A decisão cita também outras falhas, como: dívida de R$ 73,5 milhões com o IPMT (Instituto de Previdência do Município de Taubaté), devido a repasses não realizados; pagamento de R$ 5,7 milhões em horas extras sem comprovação da ocorrência de situações excepcionais; existência de servidores com escolaridade incompatível com cargos de livre provimento; manutenção de 342 servidores temporários em desrespeito a uma decisão judicial, que deveria levar à demissão dos funcionários; gasto de R$ 3,4 milhões para custear equipes esportivas sujeitas à caracterização profissional, como os times de vôlei e handebol masculino, o que é ilegal; e celebração de contrato com empresa pertencente a parente de servidor da Prefeitura.

HISTÓRICO.
Dos oito anos de governo Ortiz, as contas de 2020 foram as únicas que receberam parecer desfavorável do TCE.
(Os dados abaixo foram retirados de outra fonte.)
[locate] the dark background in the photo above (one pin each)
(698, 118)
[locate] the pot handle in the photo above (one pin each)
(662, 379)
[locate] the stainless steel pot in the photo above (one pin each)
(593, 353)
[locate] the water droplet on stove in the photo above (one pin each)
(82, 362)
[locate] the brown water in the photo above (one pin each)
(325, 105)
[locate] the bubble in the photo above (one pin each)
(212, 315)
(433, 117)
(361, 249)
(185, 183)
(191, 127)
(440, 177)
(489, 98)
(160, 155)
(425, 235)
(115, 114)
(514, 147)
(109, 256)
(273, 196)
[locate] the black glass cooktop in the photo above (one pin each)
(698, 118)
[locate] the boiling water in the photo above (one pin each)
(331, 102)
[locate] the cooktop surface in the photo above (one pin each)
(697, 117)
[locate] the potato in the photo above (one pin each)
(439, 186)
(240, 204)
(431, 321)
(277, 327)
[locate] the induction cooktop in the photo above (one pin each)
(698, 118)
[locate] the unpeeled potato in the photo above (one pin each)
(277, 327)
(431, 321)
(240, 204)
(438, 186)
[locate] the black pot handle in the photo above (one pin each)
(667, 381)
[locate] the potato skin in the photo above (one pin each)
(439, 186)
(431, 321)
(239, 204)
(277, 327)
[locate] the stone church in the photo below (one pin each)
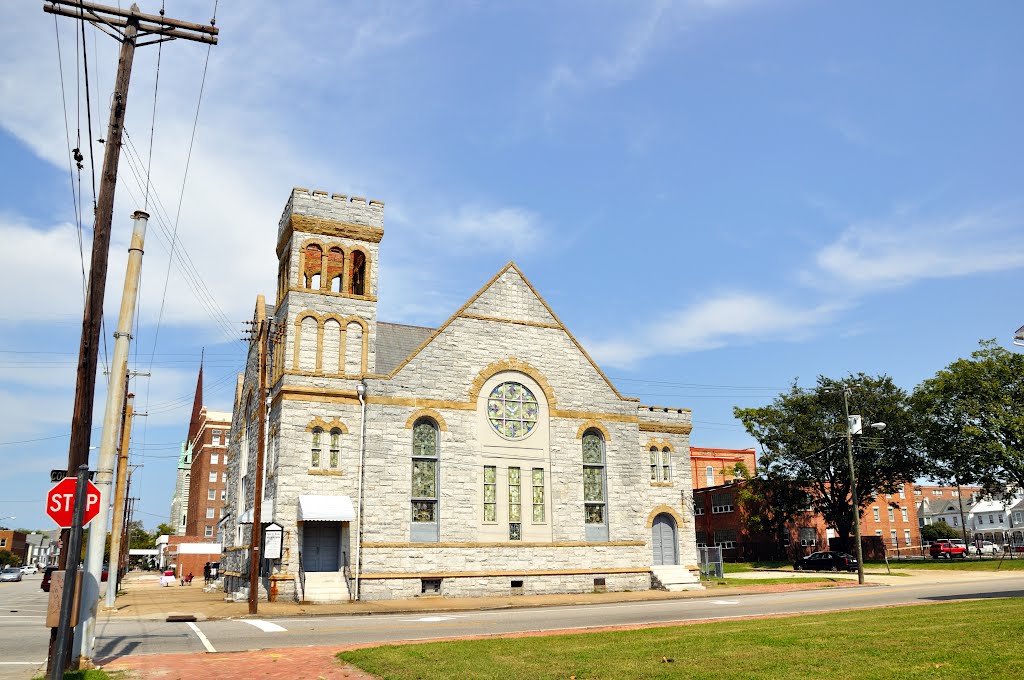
(488, 456)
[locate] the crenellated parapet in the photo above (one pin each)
(333, 215)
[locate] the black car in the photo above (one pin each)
(826, 561)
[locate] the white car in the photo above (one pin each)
(987, 548)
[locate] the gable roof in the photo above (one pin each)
(532, 310)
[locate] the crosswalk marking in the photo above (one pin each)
(264, 626)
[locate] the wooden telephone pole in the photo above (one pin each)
(128, 27)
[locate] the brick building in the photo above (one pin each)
(15, 543)
(208, 432)
(713, 466)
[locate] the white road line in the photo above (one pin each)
(202, 638)
(264, 626)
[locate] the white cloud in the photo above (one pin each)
(906, 248)
(727, 319)
(474, 228)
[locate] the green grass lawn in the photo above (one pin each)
(983, 638)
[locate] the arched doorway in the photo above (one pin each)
(664, 541)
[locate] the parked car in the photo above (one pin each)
(44, 585)
(987, 548)
(827, 560)
(947, 548)
(10, 574)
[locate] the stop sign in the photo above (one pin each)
(60, 502)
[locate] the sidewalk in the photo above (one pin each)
(144, 599)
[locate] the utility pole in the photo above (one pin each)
(853, 486)
(108, 440)
(127, 26)
(114, 578)
(261, 336)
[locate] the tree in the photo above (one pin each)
(770, 501)
(971, 419)
(939, 529)
(164, 528)
(804, 433)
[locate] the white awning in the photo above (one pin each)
(326, 509)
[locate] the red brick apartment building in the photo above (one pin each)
(208, 433)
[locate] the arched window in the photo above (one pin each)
(595, 492)
(313, 267)
(425, 481)
(335, 268)
(357, 285)
(315, 448)
(335, 457)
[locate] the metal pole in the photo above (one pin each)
(262, 335)
(108, 440)
(58, 659)
(118, 523)
(853, 487)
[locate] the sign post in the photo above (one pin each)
(57, 507)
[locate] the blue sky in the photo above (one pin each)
(718, 198)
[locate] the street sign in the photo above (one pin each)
(57, 475)
(60, 502)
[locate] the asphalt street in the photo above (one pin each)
(24, 636)
(118, 637)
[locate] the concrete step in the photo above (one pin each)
(326, 587)
(674, 578)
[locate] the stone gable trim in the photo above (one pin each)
(505, 544)
(327, 227)
(518, 366)
(666, 509)
(427, 413)
(459, 312)
(667, 428)
(521, 572)
(481, 317)
(325, 473)
(343, 396)
(327, 427)
(593, 424)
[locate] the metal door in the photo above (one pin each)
(321, 546)
(664, 542)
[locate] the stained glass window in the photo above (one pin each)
(335, 448)
(512, 410)
(425, 471)
(593, 478)
(314, 450)
(489, 494)
(515, 495)
(538, 495)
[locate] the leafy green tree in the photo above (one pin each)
(939, 529)
(163, 528)
(770, 501)
(803, 432)
(971, 419)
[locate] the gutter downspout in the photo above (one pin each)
(360, 391)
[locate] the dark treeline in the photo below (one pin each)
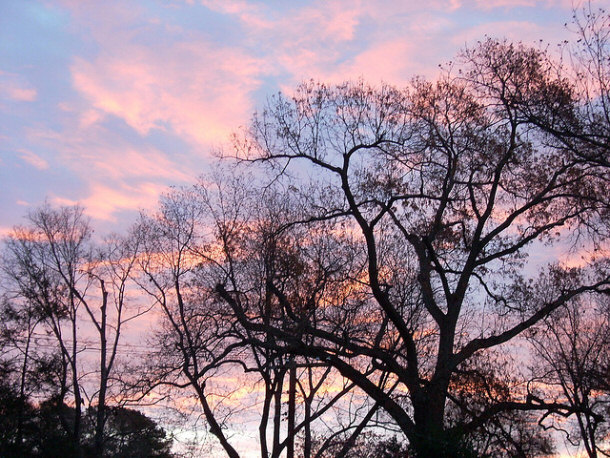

No entanto, apesar dos pareceres favoráveis, as contas de 2018 e 2019 chegaram a ser rejeitadas pela Câmara, em julgamentos ocorridos em 2021 e 2022 – quando Ortiz já havia deixado a Prefeitura e o Legislativo já era dominado pela base aliada ao prefeito José Saud (MDB), que é desafeto do tucano.

A rejeição das contas pela Câmara poderia ter deixado Ortiz inelegível, mas o tucano obteve decisão judicial liminar que suspendeu o julgamento realizado pelo Legislativo, sob a justificativa de que o ex-prefeito não foi notificado para apresentar defesa.